以不确定性数值为第一不确定性数值为例进行说明。在一实施例中,所述根据第一不确定性数值,对所述人脸样本图像集中的图像进行筛选处理,以得到第一筛选图像集,即步骤S131包括:
对所述人脸样本图像集中的图像,根据相对应的不确定性数值进行降序排序,将前预设数量个对应的所述图像设置为待标注图像。将所有所述待标注图像设置为待标注图像集。
具体的,通过将人脸样本图像集中的图像按照对应的不确定性数值大小进行降序排列,可以保持序列前的图像都是不确定性较高的图像,再进行选择就能够保持数据的不确定性程度,进而保证用于训练模型的图像训练效率较高。
其中,预设数量可以根据应用的环境进行相应的选择,也可以根据一定的比例设置预设数量。比如,可以选择人脸样本图像集中总图像量的85%作为待标注图像,此时预设数量就是总数量的85%。
在另一实施例中,如图4所示,所述根据第一不确定性数值,对所述人脸样本图像集进行筛选处理,以得到第一筛选图像集,即步骤S131具体包括子步骤S1311、S1312和S1313。
S1311、判断每一所述图像的对应不确定性数值是否大于预设不确定性阀值。
具体的,不确定性数值是根据实际工作环境进行设置的。
S1312、若所述不确定性数值大于所述不确定性阀值,将对应的所述人脸样本图像集设置为待标注图像。
如果人脸样本图像集中某一图像的不确定性数值大于不确定性阀值,表明该图像符合标注的规则,进而对其进行标注处理。
S1313、将所有所述待标注图像设置为待标注图像集。
可以理解的,不确定性数值为第二不确定性数值或第三不确定性数值时可以参照上述步骤,在此不再赘述。
S140、对所述待标注图像集中的图像进行标注处理,以得到已标注的人脸图像集。
标注处理是指将各所述待标注图像与各自对应的类别形成一一对应的关系,就可以得到对应的已标注图像,该已标注图像即为所述脸部验证数据。
在一实施例中,所述对所述待标注图像进行标注处理,即步骤S140,可以包括:接收标注任意输入的与所述待标注图像对应的标注信息;根据审核结果将标注信息与所述待标注图像形成对应关系,得到已标注的人脸图像集;所述审核结果为审核人员对标注信息进行审核处理得到的。
上述图像标注方法,通过对人脸样本图像集分别进行最小置信度分析、边缘采样分析和信息熵分析,得到各自对应的不确定性结果,再对三个不确定性分析结果进行融合,从而可以从不同角度分析出图像的不确定性,增加待标注图像的数量,同时又增加了待标注图像的多样性。

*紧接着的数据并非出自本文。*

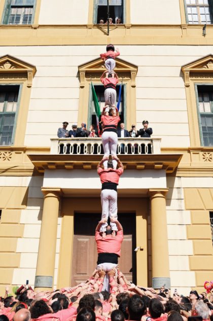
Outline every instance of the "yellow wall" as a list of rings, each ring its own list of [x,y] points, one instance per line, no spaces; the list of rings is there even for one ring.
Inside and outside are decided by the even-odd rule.
[[[191,210],[191,225],[187,226],[188,239],[192,240],[194,255],[189,257],[194,271],[196,289],[203,291],[205,281],[213,278],[213,248],[209,211],[213,210],[213,188],[185,188],[186,209]]]

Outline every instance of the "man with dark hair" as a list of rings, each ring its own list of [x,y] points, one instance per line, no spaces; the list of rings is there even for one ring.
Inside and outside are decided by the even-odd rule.
[[[183,317],[179,312],[174,310],[169,313],[167,321],[183,321]]]
[[[15,314],[13,319],[13,321],[30,321],[30,312],[27,309],[21,309]]]
[[[152,299],[149,304],[149,312],[152,318],[158,319],[163,313],[163,306],[157,299]]]
[[[129,320],[140,321],[142,316],[146,311],[146,306],[141,297],[134,294],[130,298],[127,306]]]
[[[125,316],[120,310],[114,310],[111,313],[112,321],[125,321]]]
[[[111,227],[106,227],[105,236],[103,237],[100,232],[104,220],[100,221],[95,229],[95,241],[98,252],[97,268],[102,269],[106,272],[104,280],[102,291],[110,290],[110,278],[107,272],[118,266],[118,258],[121,256],[121,244],[123,239],[123,228],[117,220],[111,218],[111,222],[116,224],[118,231],[113,231]]]
[[[165,305],[165,312],[167,313],[170,311],[176,311],[181,313],[180,305],[174,300],[169,300]]]
[[[95,309],[94,312],[97,319],[102,320],[102,313],[103,312],[103,305],[98,300],[95,300]]]
[[[79,312],[76,321],[95,321],[95,314],[89,306],[82,308]]]
[[[14,297],[10,296],[10,297],[8,297],[4,300],[4,305],[5,306],[5,308],[8,308],[11,304],[13,302],[16,301]]]
[[[85,294],[79,301],[78,311],[82,308],[89,307],[94,310],[95,308],[95,299],[91,294]]]
[[[103,158],[97,166],[97,171],[100,176],[102,184],[100,198],[102,205],[101,220],[104,220],[100,227],[100,232],[105,232],[108,225],[109,216],[110,219],[118,219],[118,206],[117,187],[118,185],[120,176],[124,171],[123,164],[118,158],[118,169],[113,168],[112,160],[108,160],[108,168],[102,168],[103,162],[107,158]],[[113,230],[117,231],[116,224],[111,221],[110,225]]]
[[[122,294],[120,293],[120,294]],[[127,312],[127,307],[128,306],[128,303],[129,303],[129,299],[124,299],[124,300],[122,300],[122,301],[120,302],[119,306],[118,307],[118,309],[121,311],[124,314],[125,320],[128,320],[129,318],[129,314],[128,314]]]

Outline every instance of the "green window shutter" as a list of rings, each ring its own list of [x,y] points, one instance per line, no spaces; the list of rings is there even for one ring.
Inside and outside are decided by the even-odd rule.
[[[89,101],[88,101],[88,116],[87,119],[87,128],[92,123],[92,84],[89,85]]]
[[[5,10],[3,14],[3,24],[7,24],[10,15],[10,8],[11,7],[12,0],[7,0],[5,4]]]
[[[213,23],[213,0],[208,0],[209,11],[211,15],[211,23]]]

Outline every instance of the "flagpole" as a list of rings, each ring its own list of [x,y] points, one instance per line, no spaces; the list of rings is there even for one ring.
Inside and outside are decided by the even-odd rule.
[[[110,5],[107,0],[107,35],[110,34]]]

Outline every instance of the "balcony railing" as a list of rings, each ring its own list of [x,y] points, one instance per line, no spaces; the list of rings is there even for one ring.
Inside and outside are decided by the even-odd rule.
[[[161,138],[119,138],[117,155],[160,154]],[[101,138],[52,138],[50,154],[103,155]]]

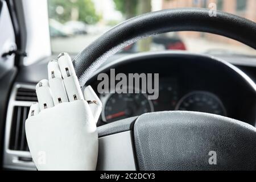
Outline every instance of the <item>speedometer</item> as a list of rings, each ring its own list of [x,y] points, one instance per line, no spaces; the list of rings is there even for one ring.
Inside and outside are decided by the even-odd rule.
[[[102,97],[101,117],[108,123],[154,111],[152,103],[146,94],[113,93]]]
[[[175,110],[226,115],[221,101],[216,95],[208,92],[195,91],[186,94],[178,102]]]

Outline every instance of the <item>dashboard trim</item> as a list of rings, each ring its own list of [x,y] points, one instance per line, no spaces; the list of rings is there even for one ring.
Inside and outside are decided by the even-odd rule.
[[[11,121],[14,107],[16,106],[30,106],[35,102],[15,101],[17,90],[19,88],[34,89],[35,86],[32,84],[15,83],[11,92],[7,107],[5,127],[5,142],[3,147],[3,168],[13,169],[36,170],[32,161],[23,161],[19,158],[31,158],[28,151],[10,150],[9,144],[11,134]]]

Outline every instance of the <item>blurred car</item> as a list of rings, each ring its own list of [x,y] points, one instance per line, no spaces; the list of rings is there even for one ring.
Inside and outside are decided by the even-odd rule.
[[[58,21],[49,19],[49,29],[52,37],[68,37],[73,35],[73,32],[64,24]]]
[[[72,32],[73,35],[83,35],[88,33],[88,26],[82,22],[67,22],[64,24],[64,26],[65,28]]]

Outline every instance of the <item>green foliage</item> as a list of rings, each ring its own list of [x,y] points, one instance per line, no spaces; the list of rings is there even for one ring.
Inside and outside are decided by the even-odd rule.
[[[63,13],[57,13],[58,7],[63,8]],[[72,11],[74,8],[78,10],[78,20],[92,24],[100,19],[91,0],[48,0],[49,18],[61,23],[71,20]]]
[[[127,19],[137,15],[137,5],[139,0],[114,0],[115,9],[122,13]]]

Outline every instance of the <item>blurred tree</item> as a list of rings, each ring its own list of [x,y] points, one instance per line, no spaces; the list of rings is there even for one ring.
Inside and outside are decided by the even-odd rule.
[[[115,9],[129,19],[137,15],[137,7],[139,0],[114,0]]]
[[[117,10],[122,13],[126,19],[151,11],[151,0],[113,1]],[[139,52],[149,51],[151,42],[151,38],[138,41],[138,51]]]
[[[151,11],[151,0],[139,0],[138,4],[138,13],[139,14]],[[150,50],[152,38],[149,37],[138,42],[139,51],[148,51]]]
[[[49,18],[61,23],[74,20],[74,17],[88,24],[100,19],[91,0],[49,0],[48,11]]]

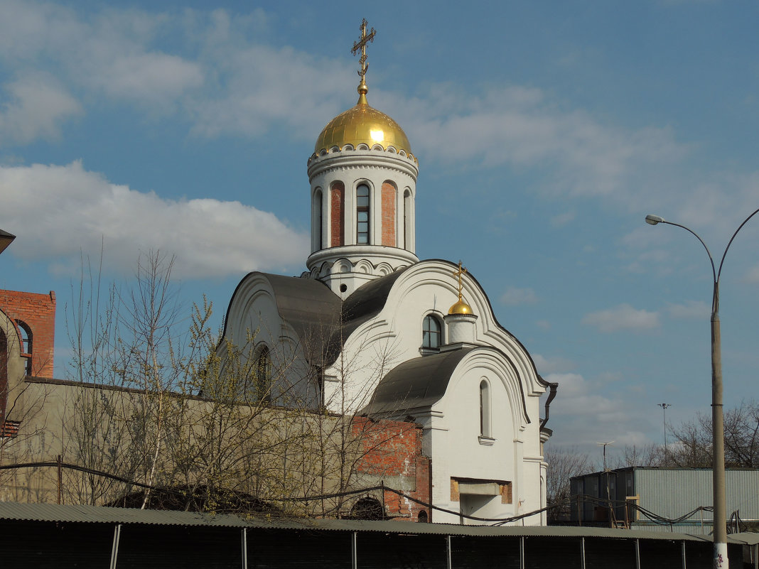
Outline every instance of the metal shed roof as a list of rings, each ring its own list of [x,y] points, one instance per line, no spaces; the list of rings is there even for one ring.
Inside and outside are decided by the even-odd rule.
[[[418,535],[471,536],[479,537],[595,537],[616,539],[657,539],[710,542],[708,536],[686,533],[613,530],[568,526],[461,526],[449,523],[416,523],[410,521],[361,521],[350,520],[302,520],[243,518],[229,514],[137,510],[88,505],[17,504],[0,502],[0,520],[70,522],[84,523],[134,523],[168,526],[250,527],[310,531],[380,532]],[[754,534],[755,535],[755,534]],[[753,539],[753,541],[752,541]],[[751,534],[728,536],[731,543],[753,543]]]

对各待标注图像进行标注可以提高模型训练效率,以更少的数据达到更好的效果,提升机器学习的整体效率。
请参阅图5,图5是本申请实施例提供的一种脸部特征提取模型训练方法的步骤示意流程图。
需要说明的是,该训练方法可以选取多个原始学生网络进行模型训练得到对应的候选学生网络。多个可以为两个、三个或者更多。原始学生网络可以为YOLO9000、AlexNet或VGGNet等网络。以下将以多个为两个,两个原始学生网络分别为YOLO9000网络和VGGNet网络为例进行介绍。
如图1所示,该脸部特征提取模型训练方法,具体包括:步骤S210至步骤S240。
S210、将脸部训练数据分别输入多个原始学生网络进行模型训练,以得到各所述原始学生网络对应的候选学生网络。

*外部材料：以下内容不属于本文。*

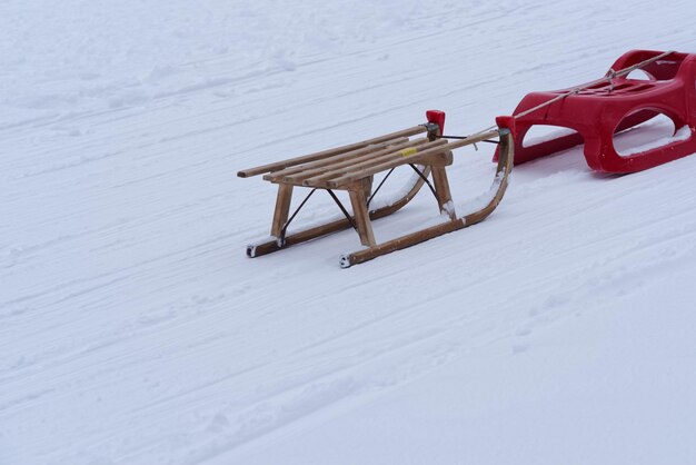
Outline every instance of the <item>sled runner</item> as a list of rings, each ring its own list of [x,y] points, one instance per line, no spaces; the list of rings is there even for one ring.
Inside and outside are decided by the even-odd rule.
[[[449,141],[440,137],[445,125],[445,113],[430,110],[426,116],[428,122],[425,125],[349,146],[239,171],[237,174],[239,177],[265,175],[264,179],[278,185],[271,238],[265,243],[248,246],[247,256],[258,257],[270,254],[352,227],[366,248],[340,257],[340,266],[347,268],[484,220],[498,206],[507,188],[508,175],[513,168],[513,119],[499,117],[497,129]],[[414,138],[424,132],[426,137]],[[446,167],[453,162],[453,150],[485,140],[493,141],[491,139],[499,139],[500,150],[490,197],[476,211],[459,217],[453,205],[446,171]],[[410,166],[418,175],[414,178],[410,189],[398,200],[370,209],[370,200],[381,187],[380,184],[377,188],[372,188],[374,176],[386,171],[388,177],[395,168],[400,166]],[[430,175],[432,185],[428,180]],[[440,214],[446,217],[446,220],[385,243],[378,243],[372,233],[371,220],[386,217],[402,208],[426,184],[435,194]],[[298,208],[295,214],[290,215],[290,202],[297,188],[311,189],[299,208],[316,190],[325,190],[334,198],[346,218],[288,234],[288,226],[299,210]],[[334,190],[348,191],[352,214],[349,214],[340,204]]]
[[[628,75],[636,69],[649,80],[630,79]],[[603,79],[528,93],[515,109],[515,165],[583,142],[587,165],[604,172],[640,171],[694,154],[695,82],[696,55],[632,50],[616,60]],[[674,122],[675,137],[669,144],[629,156],[616,151],[615,133],[659,113]],[[560,126],[577,132],[525,147],[525,135],[534,125]]]

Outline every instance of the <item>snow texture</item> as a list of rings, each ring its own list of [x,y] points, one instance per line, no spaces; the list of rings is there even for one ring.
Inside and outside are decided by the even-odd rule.
[[[349,269],[351,230],[247,258],[276,192],[235,176],[432,108],[471,133],[626,50],[696,52],[695,14],[0,2],[0,464],[696,463],[696,157],[535,160],[480,225]],[[491,155],[455,152],[458,215]],[[292,226],[337,216],[318,194]],[[374,227],[440,220],[424,188]]]

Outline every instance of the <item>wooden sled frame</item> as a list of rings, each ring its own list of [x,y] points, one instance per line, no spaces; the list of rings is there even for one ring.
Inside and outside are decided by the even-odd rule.
[[[431,110],[427,112],[427,117],[428,123],[425,125],[361,142],[239,171],[237,176],[241,178],[265,175],[264,179],[278,185],[278,196],[270,231],[271,238],[270,240],[248,246],[247,256],[250,258],[259,257],[330,233],[354,227],[360,237],[362,246],[366,248],[340,256],[340,266],[348,268],[444,234],[476,225],[486,219],[496,209],[507,189],[508,176],[513,169],[514,159],[514,119],[511,117],[498,117],[496,119],[498,129],[449,141],[440,137],[445,113]],[[407,139],[422,132],[427,132],[427,138]],[[458,217],[453,206],[446,172],[446,166],[453,162],[453,150],[486,140],[490,141],[489,139],[493,138],[499,138],[497,142],[499,157],[489,196],[480,208]],[[387,206],[370,210],[369,199],[375,194],[372,192],[372,177],[379,172],[389,171],[404,165],[410,165],[414,169],[417,169],[416,165],[424,168],[419,170],[419,176],[415,178],[412,186],[406,195]],[[429,187],[437,198],[440,212],[447,215],[449,220],[378,244],[375,240],[371,221],[391,215],[406,206],[422,186],[428,182],[427,178],[430,175],[432,175],[435,186]],[[318,189],[327,190],[339,205],[346,218],[286,235],[287,226],[295,216],[290,216],[290,204],[295,187],[298,186],[312,188],[309,196]],[[352,216],[340,205],[332,189],[348,191],[354,211]],[[302,205],[304,202],[299,208]]]

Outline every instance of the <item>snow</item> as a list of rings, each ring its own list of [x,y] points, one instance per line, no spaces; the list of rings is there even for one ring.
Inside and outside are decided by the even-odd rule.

具体的,脸部训练数据用于对原始学生网络进行模型训练,其包括训练子数据和测试子数据。其中,测试子数据为采用上述图像标记方法标记得到的数据,用于对候选学生网络进行测试,以判断该候选学生网络是否达到学习的要求。其中,将脸部训练数据输入YOLO9000网络进行模型训练,得到第一候选学生网络。将该脸部训练数据输入VGGNet网络进行模型训练,得到第二候选学生网络。
S220、将脸部验证数据分别输入各所述候选学生网络,以输出各所述候选学生网络对应 的验证脸部特征数据。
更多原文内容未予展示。